A un tratto il bosco si aprì, e a destra apparve la tomba del gigante, grande e misteriosa nel silenzio lunare: zio Castigu prese a salire di pietra in pietra, tirandosi dietro la donna cieca di dolore e di lagrime.
— Perchè piangi ancora? Non aver paura, ti dico: vedrai... Cammina piano, bada di non cadere. Gli occhi ce li hai, eh? E buoni, anche!...

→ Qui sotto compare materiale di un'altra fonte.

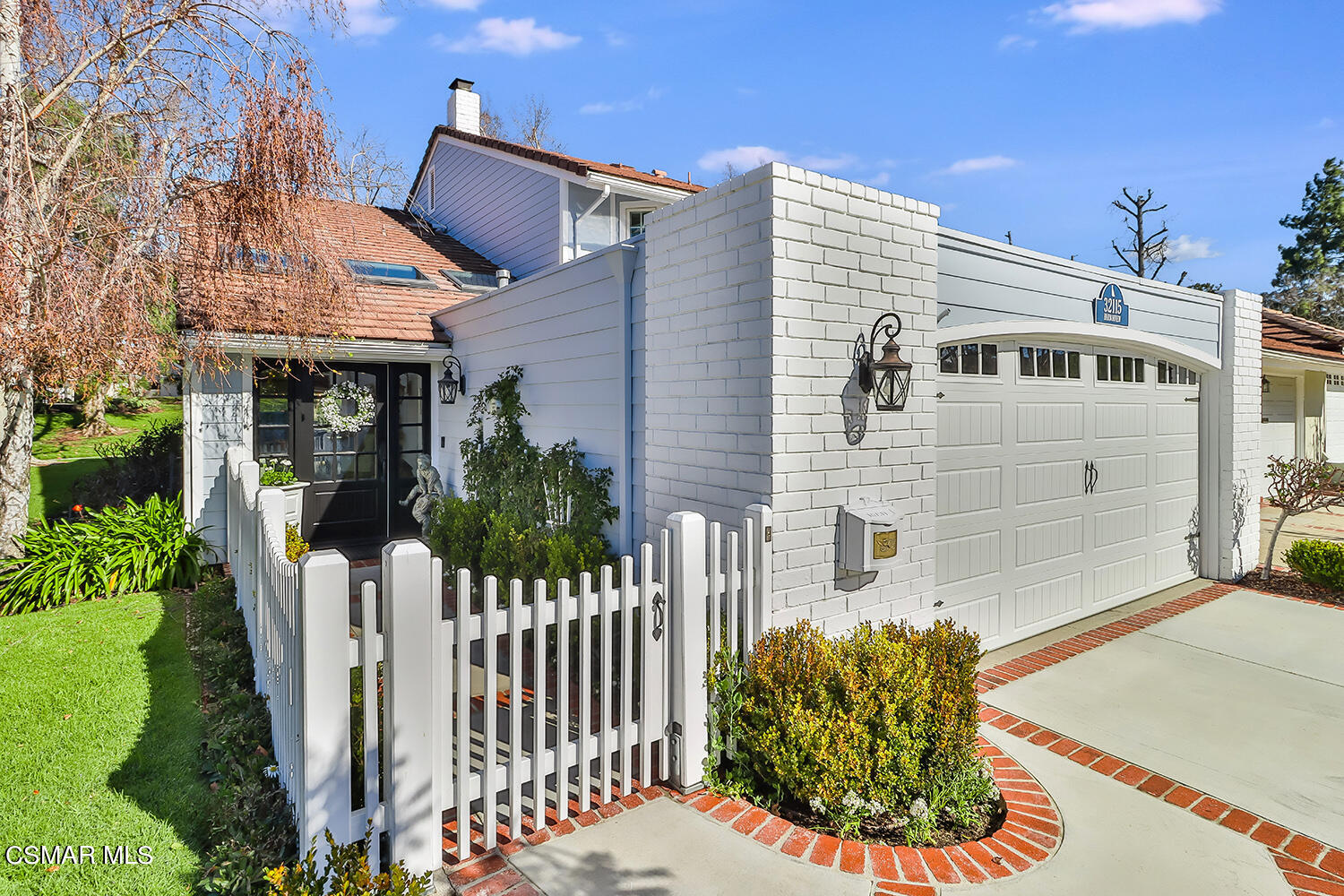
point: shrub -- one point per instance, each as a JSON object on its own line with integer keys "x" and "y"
{"x": 851, "y": 727}
{"x": 137, "y": 547}
{"x": 1317, "y": 562}
{"x": 250, "y": 823}
{"x": 136, "y": 468}
{"x": 347, "y": 874}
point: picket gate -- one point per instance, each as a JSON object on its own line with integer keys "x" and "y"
{"x": 489, "y": 708}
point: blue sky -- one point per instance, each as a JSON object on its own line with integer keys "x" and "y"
{"x": 1011, "y": 116}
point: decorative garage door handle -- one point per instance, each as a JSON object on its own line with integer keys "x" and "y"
{"x": 1089, "y": 477}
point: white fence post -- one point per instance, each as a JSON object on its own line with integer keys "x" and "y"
{"x": 411, "y": 606}
{"x": 762, "y": 560}
{"x": 324, "y": 798}
{"x": 688, "y": 595}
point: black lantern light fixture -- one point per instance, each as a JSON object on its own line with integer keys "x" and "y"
{"x": 452, "y": 382}
{"x": 886, "y": 378}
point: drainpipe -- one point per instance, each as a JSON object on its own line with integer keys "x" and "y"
{"x": 607, "y": 191}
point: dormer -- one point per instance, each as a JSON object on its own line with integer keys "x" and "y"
{"x": 529, "y": 209}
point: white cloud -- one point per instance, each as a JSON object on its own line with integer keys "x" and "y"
{"x": 1185, "y": 247}
{"x": 634, "y": 104}
{"x": 749, "y": 158}
{"x": 1090, "y": 15}
{"x": 1016, "y": 42}
{"x": 366, "y": 19}
{"x": 515, "y": 37}
{"x": 975, "y": 166}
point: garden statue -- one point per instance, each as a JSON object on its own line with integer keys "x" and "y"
{"x": 426, "y": 493}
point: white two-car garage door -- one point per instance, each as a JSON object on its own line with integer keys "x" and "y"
{"x": 1067, "y": 482}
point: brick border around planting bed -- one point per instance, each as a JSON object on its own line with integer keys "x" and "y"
{"x": 1031, "y": 833}
{"x": 1311, "y": 866}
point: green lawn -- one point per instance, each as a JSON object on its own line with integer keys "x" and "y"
{"x": 50, "y": 485}
{"x": 99, "y": 745}
{"x": 54, "y": 435}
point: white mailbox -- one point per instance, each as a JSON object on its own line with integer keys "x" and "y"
{"x": 867, "y": 536}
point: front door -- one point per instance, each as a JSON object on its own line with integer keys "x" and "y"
{"x": 347, "y": 500}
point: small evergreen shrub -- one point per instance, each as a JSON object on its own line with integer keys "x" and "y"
{"x": 136, "y": 468}
{"x": 250, "y": 823}
{"x": 1317, "y": 562}
{"x": 873, "y": 723}
{"x": 118, "y": 549}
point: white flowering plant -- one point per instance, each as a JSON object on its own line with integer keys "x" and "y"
{"x": 277, "y": 470}
{"x": 330, "y": 411}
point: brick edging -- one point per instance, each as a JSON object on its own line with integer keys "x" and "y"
{"x": 1031, "y": 833}
{"x": 1309, "y": 866}
{"x": 1325, "y": 860}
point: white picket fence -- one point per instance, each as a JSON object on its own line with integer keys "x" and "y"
{"x": 505, "y": 707}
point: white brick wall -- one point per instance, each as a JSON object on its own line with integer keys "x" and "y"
{"x": 1241, "y": 461}
{"x": 757, "y": 290}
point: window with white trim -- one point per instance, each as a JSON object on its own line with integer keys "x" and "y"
{"x": 1171, "y": 374}
{"x": 1120, "y": 368}
{"x": 972, "y": 358}
{"x": 1050, "y": 363}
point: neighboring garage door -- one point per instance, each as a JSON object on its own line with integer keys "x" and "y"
{"x": 1067, "y": 482}
{"x": 1335, "y": 417}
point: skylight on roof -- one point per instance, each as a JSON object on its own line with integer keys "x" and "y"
{"x": 389, "y": 273}
{"x": 470, "y": 281}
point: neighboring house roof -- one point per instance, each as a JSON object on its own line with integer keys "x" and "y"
{"x": 573, "y": 164}
{"x": 1284, "y": 332}
{"x": 373, "y": 233}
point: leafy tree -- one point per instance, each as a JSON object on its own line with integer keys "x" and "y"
{"x": 1309, "y": 281}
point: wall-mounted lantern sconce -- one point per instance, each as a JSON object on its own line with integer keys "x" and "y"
{"x": 889, "y": 376}
{"x": 452, "y": 383}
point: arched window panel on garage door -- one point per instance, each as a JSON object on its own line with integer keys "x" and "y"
{"x": 976, "y": 359}
{"x": 1172, "y": 374}
{"x": 1120, "y": 368}
{"x": 1050, "y": 363}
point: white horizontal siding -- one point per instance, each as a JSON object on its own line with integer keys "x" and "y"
{"x": 504, "y": 211}
{"x": 981, "y": 281}
{"x": 564, "y": 328}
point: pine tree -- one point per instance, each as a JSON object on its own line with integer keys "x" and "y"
{"x": 1311, "y": 276}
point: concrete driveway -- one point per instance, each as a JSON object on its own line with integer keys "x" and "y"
{"x": 1242, "y": 697}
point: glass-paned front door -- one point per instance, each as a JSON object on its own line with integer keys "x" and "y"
{"x": 347, "y": 466}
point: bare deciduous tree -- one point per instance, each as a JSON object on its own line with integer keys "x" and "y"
{"x": 1298, "y": 485}
{"x": 1147, "y": 249}
{"x": 532, "y": 124}
{"x": 148, "y": 151}
{"x": 368, "y": 171}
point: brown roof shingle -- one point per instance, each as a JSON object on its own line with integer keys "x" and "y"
{"x": 1284, "y": 332}
{"x": 371, "y": 233}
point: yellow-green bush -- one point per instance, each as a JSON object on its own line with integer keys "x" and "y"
{"x": 855, "y": 726}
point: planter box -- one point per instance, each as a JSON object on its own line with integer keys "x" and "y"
{"x": 293, "y": 503}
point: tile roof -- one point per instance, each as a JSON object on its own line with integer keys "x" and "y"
{"x": 371, "y": 233}
{"x": 1284, "y": 332}
{"x": 573, "y": 164}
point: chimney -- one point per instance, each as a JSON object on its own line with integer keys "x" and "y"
{"x": 464, "y": 107}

Ella sentiva le pietre oscillare sotto i suoi piedi, come in quel giorno, e le pareva di dover di momento in momento precipitare in un abisso. Sfiorarono infatti un precipizio; salirono fino alla pietra che dal basso e da lontano pareva una bara; ridiscesero l’altro versante della cima, e s’inoltrarono fra due muraglie di rupi. La luna allo zenit illuminava lo stretto passaggio; tuttavia il pastore procedeva cauto, sfiorando le muraglie. Improvvisamente le rupi s’aprirono; apparve tutto l’altro versante della montagna, e valli e valli e altre montagne e altre montagne ancora: ombre e vapori, e il chiarore della luna rendevano più fantastico il panorama. Annesa s’asciugò gli occhi e guardò dall’alto: zio Castigu saltò sulla roccia sottostante e l’ajutò a scendere. Di nuovo passarono lungo una specie di gradino sospeso su un precipizio, e finalmente si fermarono davanti all’apertura bassa e larga d’una grotta.